The report comes out just days after the New York State Energy Research and Development Authority sent a memo to the governor’s office that concluded that an aggressive cap-and-invest program could cost ratepayers thousands more in energy bills by 2031. Though the Spring Street report was not conducted as a direct rebuttal of NYSERDA’s new memo, Raskin said the timing of the release is important. “(The memo) is one side of the conversation, but to have a complete conversation, we need to have a vision for what, for the benefits that cap-and-invest could bring, because I think those benefits could be quite popular,” he said.
The Hochul administration had initially proposed a cap-and-invest program in 2023 as a key part of the state’s plan to hit legally required emissions reduction benchmarks and other goals laid out in the 2019 Climate Leadership and Community Protection Act. But the governor has repeatedly delayed the release of regulations to set that program up, leaving unanswered important questions as to how the state would implement the program. The NYSERDA memo based its numbers on one potential implementation, but Raskin said it’s hardly the only path for the state to take – nor is his report. “What we're proposing is not the only version of what a cap-and-invest program could bring,” he said. “We have a democratically accountable process in place that involves the governor and members of the Legislature.”
Hochul and her administration have already conceded that they will not be able to hit upcoming benchmarks in the CLCPA, such as the goal to reduce carbon emissions by 40% by 2030. She is now more explicitly suggesting that she will propose changes to the law under the guise of affordability, using the NYSERDA memo as evidence that implementing a cap-and-invest program right now would prove too costly for New Yorkers. “I really want to do everything I can to address people's real concerns, yes, about the climate, but also about the fact that people's energy costs… (are) staggering,” Hochul said at an unrelated press conference last week.

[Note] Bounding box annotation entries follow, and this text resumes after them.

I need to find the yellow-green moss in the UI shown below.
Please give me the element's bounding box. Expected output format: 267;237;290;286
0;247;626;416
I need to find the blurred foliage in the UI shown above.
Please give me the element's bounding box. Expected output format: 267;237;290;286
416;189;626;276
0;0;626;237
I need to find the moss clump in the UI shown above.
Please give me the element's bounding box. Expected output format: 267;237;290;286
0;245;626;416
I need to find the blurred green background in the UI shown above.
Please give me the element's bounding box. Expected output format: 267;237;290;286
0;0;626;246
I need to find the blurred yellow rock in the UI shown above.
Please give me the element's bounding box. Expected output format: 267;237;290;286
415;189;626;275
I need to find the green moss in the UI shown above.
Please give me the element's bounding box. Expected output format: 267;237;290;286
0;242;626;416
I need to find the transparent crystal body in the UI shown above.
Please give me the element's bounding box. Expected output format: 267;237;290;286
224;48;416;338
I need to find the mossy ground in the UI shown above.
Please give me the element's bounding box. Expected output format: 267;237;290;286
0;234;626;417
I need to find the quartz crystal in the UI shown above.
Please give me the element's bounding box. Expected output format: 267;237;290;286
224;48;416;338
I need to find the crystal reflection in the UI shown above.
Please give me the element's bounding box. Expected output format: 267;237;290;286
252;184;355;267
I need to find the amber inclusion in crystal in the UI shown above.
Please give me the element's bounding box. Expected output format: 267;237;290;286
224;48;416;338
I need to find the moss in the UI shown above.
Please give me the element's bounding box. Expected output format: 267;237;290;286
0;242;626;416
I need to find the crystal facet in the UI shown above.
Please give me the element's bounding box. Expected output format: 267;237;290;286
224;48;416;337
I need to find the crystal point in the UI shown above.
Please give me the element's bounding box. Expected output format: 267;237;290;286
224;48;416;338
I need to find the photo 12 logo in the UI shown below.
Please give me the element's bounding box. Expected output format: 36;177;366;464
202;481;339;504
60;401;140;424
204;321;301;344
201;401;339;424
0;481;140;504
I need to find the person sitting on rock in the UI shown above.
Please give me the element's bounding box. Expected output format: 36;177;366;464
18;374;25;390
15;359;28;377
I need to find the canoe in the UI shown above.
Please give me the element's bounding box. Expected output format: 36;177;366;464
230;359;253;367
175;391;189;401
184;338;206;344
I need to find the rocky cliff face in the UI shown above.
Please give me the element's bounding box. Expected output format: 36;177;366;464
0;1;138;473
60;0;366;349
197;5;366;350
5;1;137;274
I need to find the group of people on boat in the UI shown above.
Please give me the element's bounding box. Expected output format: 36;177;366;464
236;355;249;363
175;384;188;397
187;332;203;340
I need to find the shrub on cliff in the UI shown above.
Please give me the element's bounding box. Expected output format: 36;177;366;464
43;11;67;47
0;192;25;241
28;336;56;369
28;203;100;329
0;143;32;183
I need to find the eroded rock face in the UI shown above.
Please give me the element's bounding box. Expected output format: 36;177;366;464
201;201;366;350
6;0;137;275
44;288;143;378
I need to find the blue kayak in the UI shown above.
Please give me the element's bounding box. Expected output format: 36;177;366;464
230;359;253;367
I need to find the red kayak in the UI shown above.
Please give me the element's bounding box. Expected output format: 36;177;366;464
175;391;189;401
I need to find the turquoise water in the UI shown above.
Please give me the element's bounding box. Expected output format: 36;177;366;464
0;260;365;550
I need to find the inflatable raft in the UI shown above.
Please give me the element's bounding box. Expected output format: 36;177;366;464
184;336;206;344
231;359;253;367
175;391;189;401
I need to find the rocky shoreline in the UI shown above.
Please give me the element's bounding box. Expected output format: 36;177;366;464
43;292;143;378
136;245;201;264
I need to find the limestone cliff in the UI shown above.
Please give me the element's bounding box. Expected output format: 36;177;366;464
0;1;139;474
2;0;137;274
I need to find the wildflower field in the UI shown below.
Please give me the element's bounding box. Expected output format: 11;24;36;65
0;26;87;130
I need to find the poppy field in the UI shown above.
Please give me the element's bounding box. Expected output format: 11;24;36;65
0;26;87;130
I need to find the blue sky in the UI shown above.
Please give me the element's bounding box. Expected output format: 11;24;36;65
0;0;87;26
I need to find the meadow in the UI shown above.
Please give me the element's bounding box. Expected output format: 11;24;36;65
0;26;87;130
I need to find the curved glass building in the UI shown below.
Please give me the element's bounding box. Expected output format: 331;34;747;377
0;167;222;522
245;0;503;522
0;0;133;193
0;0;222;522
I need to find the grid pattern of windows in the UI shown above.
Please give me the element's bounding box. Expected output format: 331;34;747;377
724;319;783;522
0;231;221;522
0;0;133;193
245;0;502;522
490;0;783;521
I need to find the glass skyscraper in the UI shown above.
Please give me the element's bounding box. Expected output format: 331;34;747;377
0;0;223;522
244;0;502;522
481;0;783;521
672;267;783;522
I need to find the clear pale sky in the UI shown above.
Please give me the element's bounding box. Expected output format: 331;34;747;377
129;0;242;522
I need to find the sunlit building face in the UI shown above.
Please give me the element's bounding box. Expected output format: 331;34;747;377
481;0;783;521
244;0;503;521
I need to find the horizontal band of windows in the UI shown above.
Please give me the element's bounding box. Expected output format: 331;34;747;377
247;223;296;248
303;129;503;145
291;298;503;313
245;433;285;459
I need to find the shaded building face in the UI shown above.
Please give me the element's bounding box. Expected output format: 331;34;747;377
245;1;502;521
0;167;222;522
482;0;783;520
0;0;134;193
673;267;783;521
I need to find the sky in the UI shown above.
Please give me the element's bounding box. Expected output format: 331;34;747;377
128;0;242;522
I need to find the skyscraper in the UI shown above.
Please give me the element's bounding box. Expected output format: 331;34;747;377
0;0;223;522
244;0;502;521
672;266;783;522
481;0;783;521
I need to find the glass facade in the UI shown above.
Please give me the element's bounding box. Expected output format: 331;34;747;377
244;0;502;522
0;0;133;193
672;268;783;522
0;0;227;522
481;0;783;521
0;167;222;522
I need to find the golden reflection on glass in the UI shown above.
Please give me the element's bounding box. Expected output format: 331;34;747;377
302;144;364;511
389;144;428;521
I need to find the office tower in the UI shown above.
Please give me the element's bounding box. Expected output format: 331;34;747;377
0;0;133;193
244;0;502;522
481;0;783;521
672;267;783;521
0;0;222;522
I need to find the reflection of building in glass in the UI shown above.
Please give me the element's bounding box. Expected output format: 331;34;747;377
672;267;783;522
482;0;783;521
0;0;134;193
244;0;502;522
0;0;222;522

Environmental advocates take issue with the governor’s reasoning. “The reason why everybody's energy bills are high right now is because natural gas – its price is spiking,” said Julie Tighe, president of the League of Conservation Voters. “We know this. This is not – nothing else has changed.”

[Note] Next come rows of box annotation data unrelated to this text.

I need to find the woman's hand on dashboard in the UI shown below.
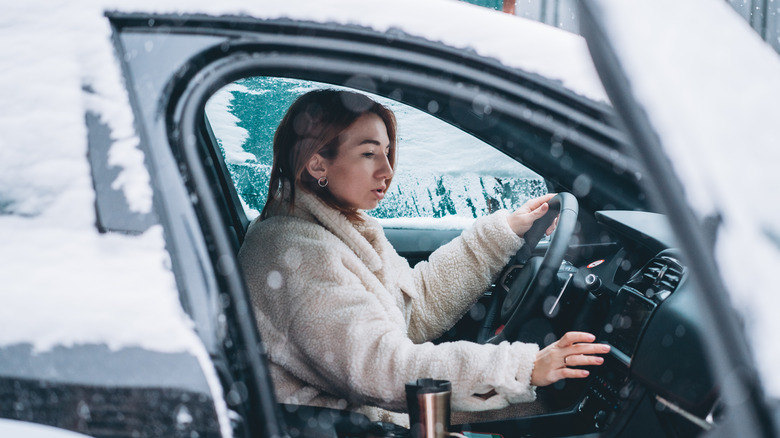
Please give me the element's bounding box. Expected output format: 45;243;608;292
506;193;557;237
531;332;610;386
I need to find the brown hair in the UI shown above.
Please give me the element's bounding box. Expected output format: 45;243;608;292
260;89;396;221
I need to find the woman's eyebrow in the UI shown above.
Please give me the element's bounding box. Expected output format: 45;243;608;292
358;138;389;146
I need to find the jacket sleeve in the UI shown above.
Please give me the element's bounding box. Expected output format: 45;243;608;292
409;210;524;342
244;217;538;411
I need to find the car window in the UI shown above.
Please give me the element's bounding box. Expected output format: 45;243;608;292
206;76;547;228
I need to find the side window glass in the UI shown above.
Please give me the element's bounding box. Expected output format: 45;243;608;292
206;77;547;228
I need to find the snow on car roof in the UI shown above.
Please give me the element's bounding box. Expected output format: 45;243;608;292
0;0;606;351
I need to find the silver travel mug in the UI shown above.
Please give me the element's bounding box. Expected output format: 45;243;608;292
406;379;452;438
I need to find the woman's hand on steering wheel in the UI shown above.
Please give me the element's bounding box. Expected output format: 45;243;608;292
506;193;555;237
531;332;610;386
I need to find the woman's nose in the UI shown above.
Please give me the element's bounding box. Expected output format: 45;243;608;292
377;156;393;179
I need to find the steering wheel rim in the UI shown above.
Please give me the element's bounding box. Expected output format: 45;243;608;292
487;192;579;344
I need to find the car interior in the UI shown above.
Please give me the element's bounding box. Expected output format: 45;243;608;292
190;72;717;436
109;13;722;438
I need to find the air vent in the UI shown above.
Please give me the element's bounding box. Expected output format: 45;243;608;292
631;256;685;300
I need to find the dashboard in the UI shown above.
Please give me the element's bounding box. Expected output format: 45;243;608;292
464;211;719;438
575;211;717;437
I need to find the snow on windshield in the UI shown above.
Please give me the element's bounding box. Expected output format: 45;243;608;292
206;77;547;229
606;0;780;397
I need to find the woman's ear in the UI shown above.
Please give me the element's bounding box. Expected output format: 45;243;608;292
306;154;328;179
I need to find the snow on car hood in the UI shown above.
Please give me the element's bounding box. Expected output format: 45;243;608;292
0;0;606;351
592;0;780;397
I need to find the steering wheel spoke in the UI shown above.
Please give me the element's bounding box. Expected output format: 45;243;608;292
487;192;579;344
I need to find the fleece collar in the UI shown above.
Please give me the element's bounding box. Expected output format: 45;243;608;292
286;190;383;272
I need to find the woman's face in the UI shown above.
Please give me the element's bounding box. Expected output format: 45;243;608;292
312;113;393;210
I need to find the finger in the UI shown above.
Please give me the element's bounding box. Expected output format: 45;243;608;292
558;332;596;348
559;368;590;379
544;217;558;236
566;343;611;355
525;193;555;211
566;354;604;367
530;202;550;220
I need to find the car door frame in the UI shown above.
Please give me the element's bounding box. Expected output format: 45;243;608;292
108;13;646;436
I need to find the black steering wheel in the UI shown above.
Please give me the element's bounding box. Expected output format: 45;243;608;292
487;192;579;344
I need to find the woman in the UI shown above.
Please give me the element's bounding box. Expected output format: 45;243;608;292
239;90;609;423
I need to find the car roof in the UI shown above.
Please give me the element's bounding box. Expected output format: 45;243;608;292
0;0;606;351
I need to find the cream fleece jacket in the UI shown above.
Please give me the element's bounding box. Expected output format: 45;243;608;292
239;190;538;424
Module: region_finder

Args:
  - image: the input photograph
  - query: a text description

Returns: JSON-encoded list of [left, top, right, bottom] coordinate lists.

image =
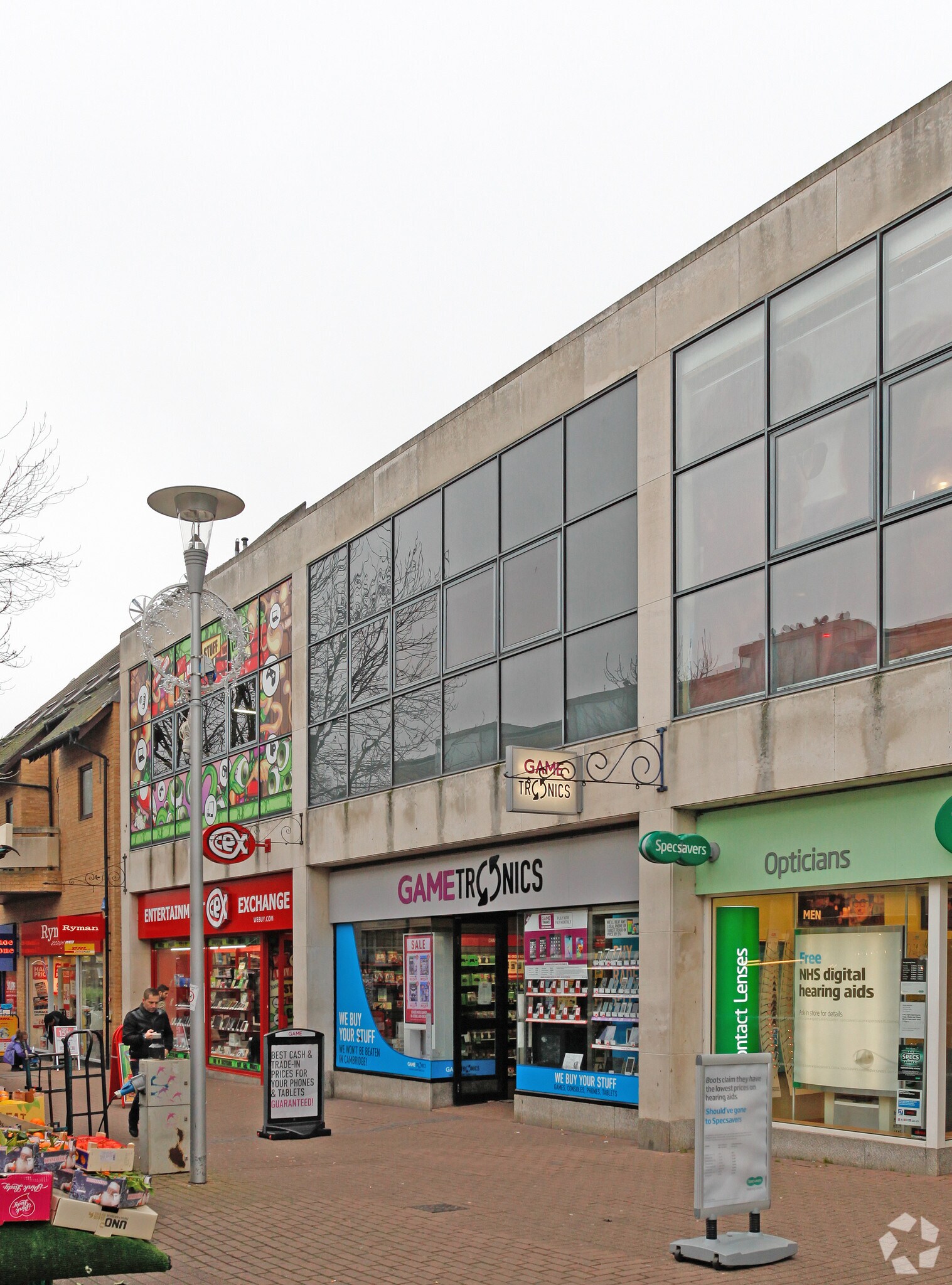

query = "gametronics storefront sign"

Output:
[[330, 828, 638, 924], [695, 776, 952, 895], [139, 870, 293, 941]]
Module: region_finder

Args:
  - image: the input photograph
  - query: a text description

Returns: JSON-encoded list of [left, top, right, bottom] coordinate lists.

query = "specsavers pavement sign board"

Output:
[[506, 745, 582, 816], [695, 776, 952, 895], [694, 1052, 772, 1218], [324, 826, 638, 936]]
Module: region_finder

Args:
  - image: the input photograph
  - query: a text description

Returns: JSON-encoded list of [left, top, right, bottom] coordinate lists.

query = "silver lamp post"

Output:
[[149, 486, 244, 1183]]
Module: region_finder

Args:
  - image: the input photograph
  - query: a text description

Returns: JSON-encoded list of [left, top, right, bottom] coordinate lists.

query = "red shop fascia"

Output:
[[139, 870, 293, 1077]]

Tighe also pointed out the version of cap-and-invest that NYSERDA used for its analysis represented the most zealous version of the program and didn’t take into consideration other factors outside of direct costs. “I do think that what's out there is really an inaccurate and unfortunate way for them to approach this,” she said of the memo. Tighe also said that she felt heartened by rhetoric she has heard so far from legislative leaders in support of keeping the climate law as is. “We're going to be doing an all out effort to make sure that we're just saying no,” she said. “We’re invoking Nancy Reagan this week.”